Matthew resumed talking and continued to describe his first marriage. As he spoke, I was struck by the fact that he referred to his child not by name but as ''the child''. It felt as though his child was an impersonal object in his mind that had somehow got in the way of his relationship with his first wife. When I later enquired about his second marriage, Matthew described his wife as a very beautiful, intelligent woman who had many interests, ''too many'' he added as an after thought. When I elicited an elaboration of this throwaway comment, he described finding it increasingly difficult to manage her hectic schedule. He hated coming home from work and not finding her at home waiting for him. As he was finishing off this sentence, there was a loud bang outside my office. Matthew abruptly stopped talking and grabbed his briefcase in one hand. He looked at me sternly and said: ''This is just not good enough. I can't hear myself think. It's like a circus out there''.

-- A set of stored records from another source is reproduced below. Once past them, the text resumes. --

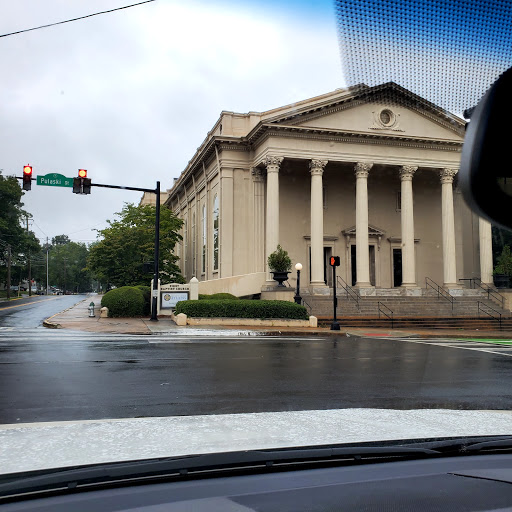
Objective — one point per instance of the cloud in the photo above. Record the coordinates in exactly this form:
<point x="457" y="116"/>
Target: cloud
<point x="131" y="95"/>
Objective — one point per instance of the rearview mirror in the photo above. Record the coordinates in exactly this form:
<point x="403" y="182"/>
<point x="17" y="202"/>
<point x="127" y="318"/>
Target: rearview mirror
<point x="485" y="175"/>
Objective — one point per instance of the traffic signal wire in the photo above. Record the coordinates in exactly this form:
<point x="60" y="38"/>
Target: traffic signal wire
<point x="75" y="19"/>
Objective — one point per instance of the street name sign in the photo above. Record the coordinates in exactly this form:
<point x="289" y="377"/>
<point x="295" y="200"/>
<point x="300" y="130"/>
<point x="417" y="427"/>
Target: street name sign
<point x="54" y="180"/>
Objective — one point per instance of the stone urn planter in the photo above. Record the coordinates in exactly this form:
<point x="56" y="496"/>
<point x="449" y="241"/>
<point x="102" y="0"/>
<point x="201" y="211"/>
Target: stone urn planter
<point x="501" y="281"/>
<point x="279" y="264"/>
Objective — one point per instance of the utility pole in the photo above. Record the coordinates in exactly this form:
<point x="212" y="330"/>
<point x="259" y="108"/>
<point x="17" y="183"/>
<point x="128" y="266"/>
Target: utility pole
<point x="8" y="272"/>
<point x="29" y="270"/>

At this stage, I felt that Matthew would leave unless I took up with him why he had felt so perturbed and angry about the noise outside my office. Although taking up his anger felt risky, it seemed the only intervention that might engage him. I was guided at this point by the quality of the interaction between us, his relationship to the setting and the themes in his story as they had unfolded, and as I had tentatively formulated them in my own mind as the session progressed. Firstly, I noted that he was clearly disturbed by the noise. Secondly, his approach to this external reality was angry and indignant, as if he was saying to me: ''How dare you expect me to talk under these conditions''. Thirdly, his expression ''I cannot hear myself think'' made me wonder about the nature of his anxiety at that point: I speculated that he was in fact worried about whether I could hear him and whether my mind was uncluttered enough to give him undivided attention, that is, whether I could think about him. Fourthly, I speculated that being one of seven children probably meant that competition and rivalry were themes salient in his experience of relationships and, more specifically, relating to his experience of wanting undivided attention.

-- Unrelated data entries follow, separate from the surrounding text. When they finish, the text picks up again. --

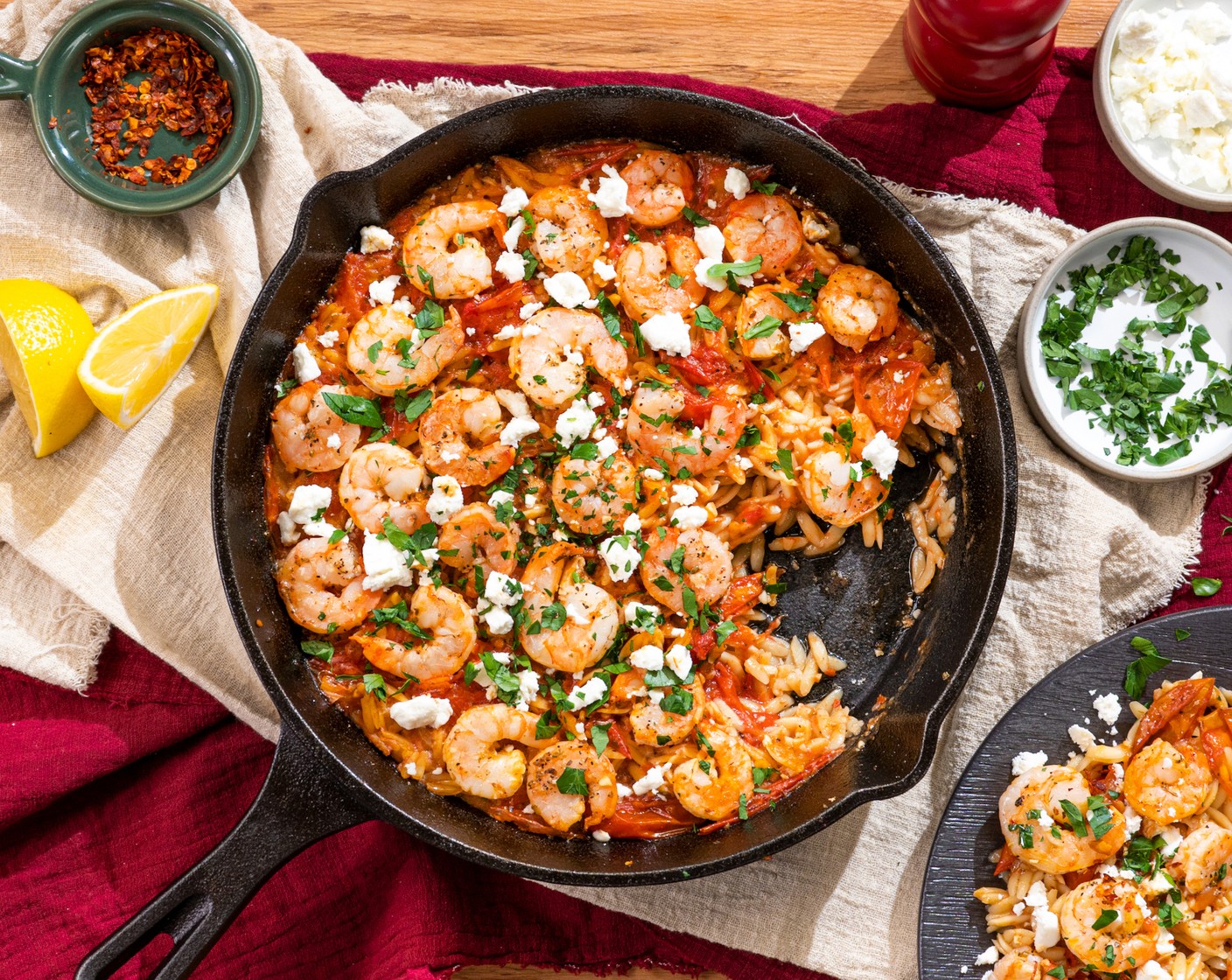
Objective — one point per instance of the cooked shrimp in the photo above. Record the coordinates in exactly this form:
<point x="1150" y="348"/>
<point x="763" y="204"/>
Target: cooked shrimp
<point x="1034" y="802"/>
<point x="1021" y="964"/>
<point x="557" y="573"/>
<point x="643" y="277"/>
<point x="304" y="425"/>
<point x="455" y="265"/>
<point x="769" y="340"/>
<point x="659" y="186"/>
<point x="562" y="810"/>
<point x="688" y="558"/>
<point x="827" y="487"/>
<point x="1167" y="781"/>
<point x="388" y="353"/>
<point x="450" y="621"/>
<point x="654" y="726"/>
<point x="595" y="496"/>
<point x="570" y="232"/>
<point x="550" y="362"/>
<point x="458" y="438"/>
<point x="1126" y="942"/>
<point x="711" y="786"/>
<point x="857" y="306"/>
<point x="322" y="585"/>
<point x="764" y="226"/>
<point x="1201" y="855"/>
<point x="657" y="433"/>
<point x="382" y="481"/>
<point x="472" y="757"/>
<point x="473" y="536"/>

These strands formed the basis of my interpretation: ''I can see that the noise outside has disturbed you and that you feel very angry about it, so much so that you are ready to leave. You may well decide that's what you would rather do but I think there is something worth understanding here. It seems to me that every time there is a noise you experience it as an intrusion into my mind, as if you fear that in that moment you lose my attention and interest in you to the other noisy patients out there. When this happens, you feel enraged and you want to walk out. This reminds me of how you said that you found it difficult to feel close to your first wife after your child was born and the way you now also resent your wife's interests, which you feel take her away from you. I think that you are perhaps letting me know that it feels unbearable when you cannot be sure that the other person has space in their mind for you''.